Ok Tykee Smith!!!💪🏾💪🏾💪🏾💪🏾 pic.twitter.com/6xbe0XsQMu— EJHolt_NFLDraft🏈 (@EJunkie215) October 20, 2022
It feels like a good bet that the Eagles will be in on players with safety / slot corner versatility, and Smith applies.
The Eagles have found a couple of stud Georgia defensive tackles in Jordan Davis and Jalen Carter the last couple of drafts, and now that Davis in particular is out of the way Stackhouse has gotten more playing time. He does not have the same type of athleticism that Davis and Carter do for players their size (I mean, who does?), and he's perhaps a little more one-dimensional than Davis and Carter, but he is a very good run-stuffing 1-tech.
Georgia DT Nazir Stackhouse might be the best run defending iDL in the country in 2023— Ben Fennell (@BenFennell_NFL) August 1, 2023
Knockbacks routinely against single blocks (SEC centers - good luck!)… but he can be a brick vs doubles too, and has range/redirect with that 320lb frame. Impressive player… pic.twitter.com/lpnKCNroAn
Stackhouse's stats aren't impressive. He has 2 career sacks and 7 career tackles for loss. Of course, Davis and Carter didn't exactly have eye-popping stats in Georgia's defensive scheme either. The Eagles were not turned off by a lack on on-paper production from Davis or Carter, and likely wouldn't be with Stackhouse either.
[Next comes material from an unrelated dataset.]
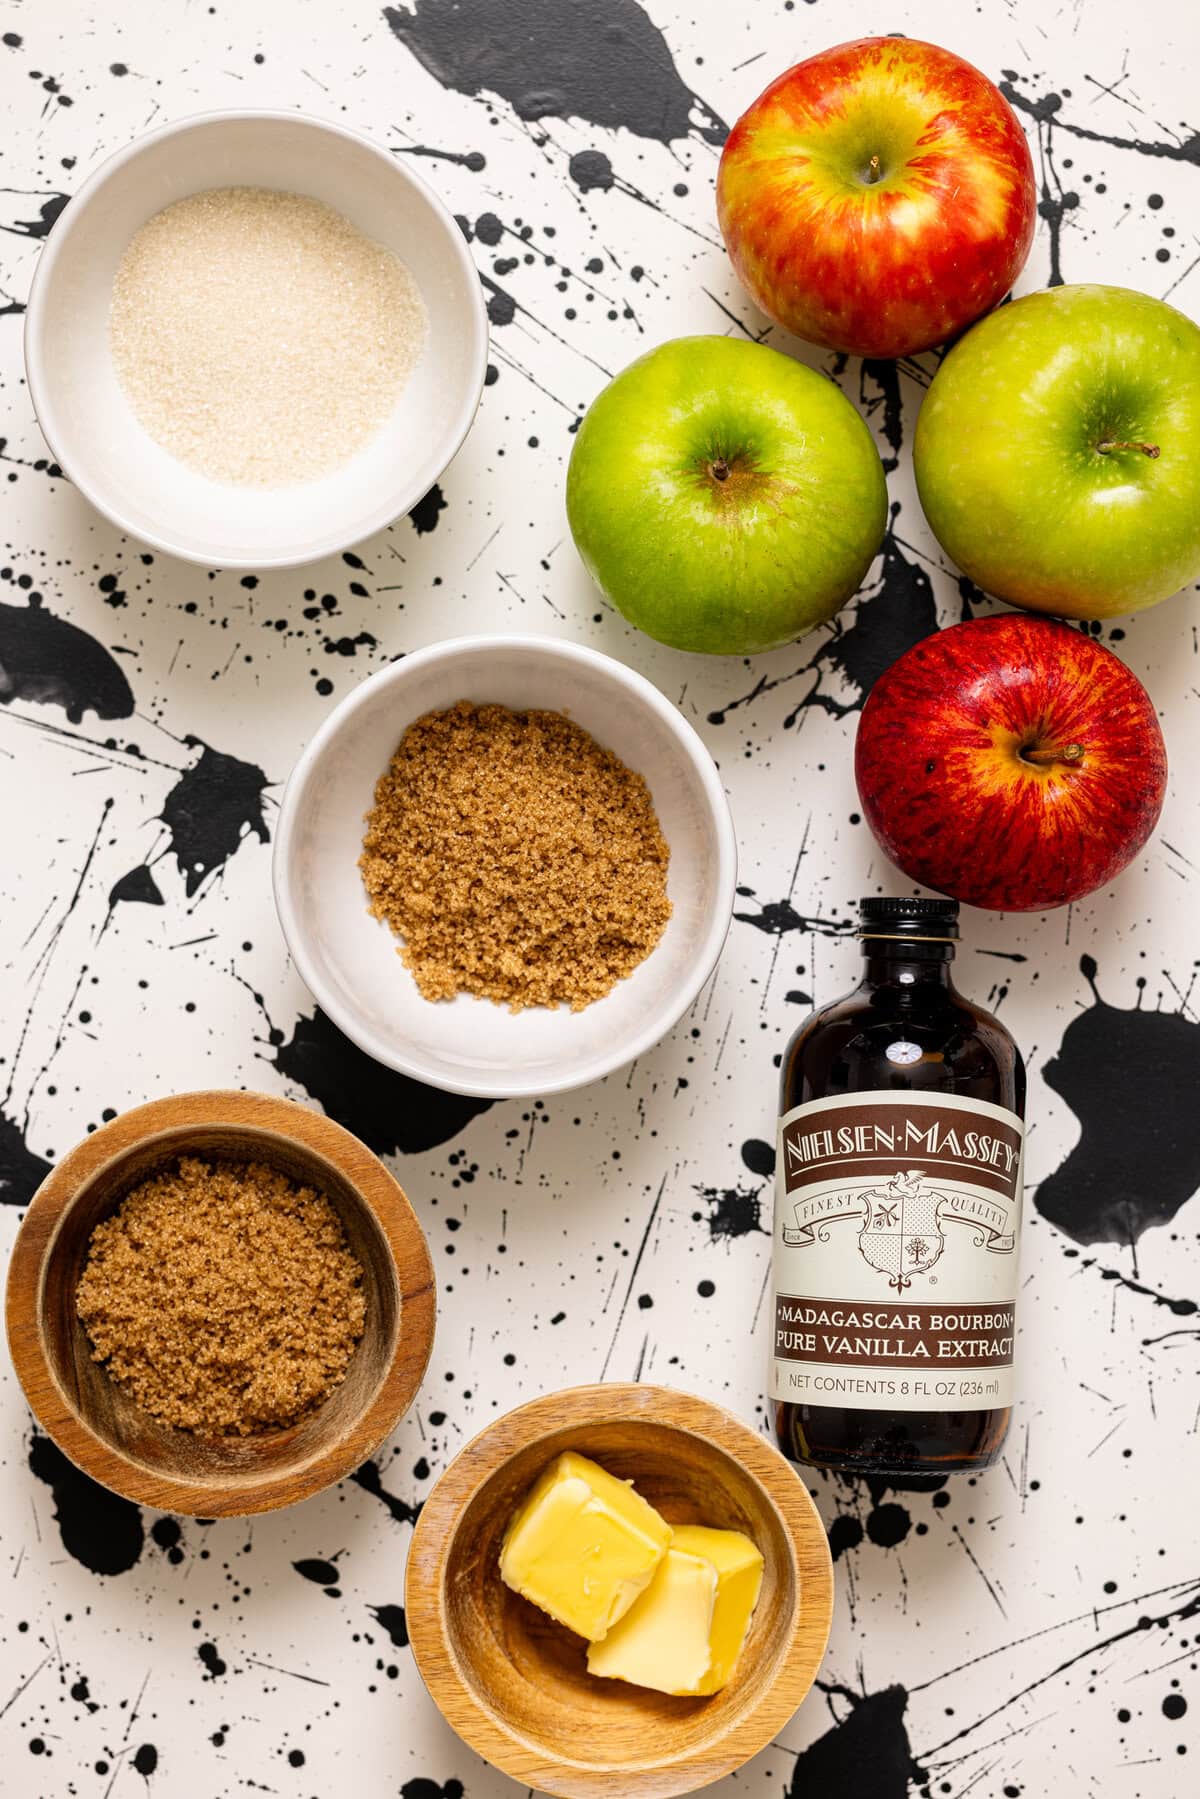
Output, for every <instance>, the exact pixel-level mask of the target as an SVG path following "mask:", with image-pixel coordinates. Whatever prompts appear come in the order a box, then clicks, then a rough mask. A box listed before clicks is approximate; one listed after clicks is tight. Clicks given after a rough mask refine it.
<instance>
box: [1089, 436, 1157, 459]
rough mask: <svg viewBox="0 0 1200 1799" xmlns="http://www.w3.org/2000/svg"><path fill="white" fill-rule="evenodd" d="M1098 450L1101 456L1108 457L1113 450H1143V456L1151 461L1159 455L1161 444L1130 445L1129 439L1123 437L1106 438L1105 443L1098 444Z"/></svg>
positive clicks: (1142, 444)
The argument against the Eagles drafting a player like Stackhouse, with, saaayyyy, a Day 2 pick is that they are already loaded with young talent in the form of Carter, Davis, Milton Williams, Moro Ojomo, and Marlon Tuipulotu. However, the argument for it is that the Eagles typically play six interior defensive linemen, and they have found success exploiting opposing inferior interior offensive lines. So why not continue to load up?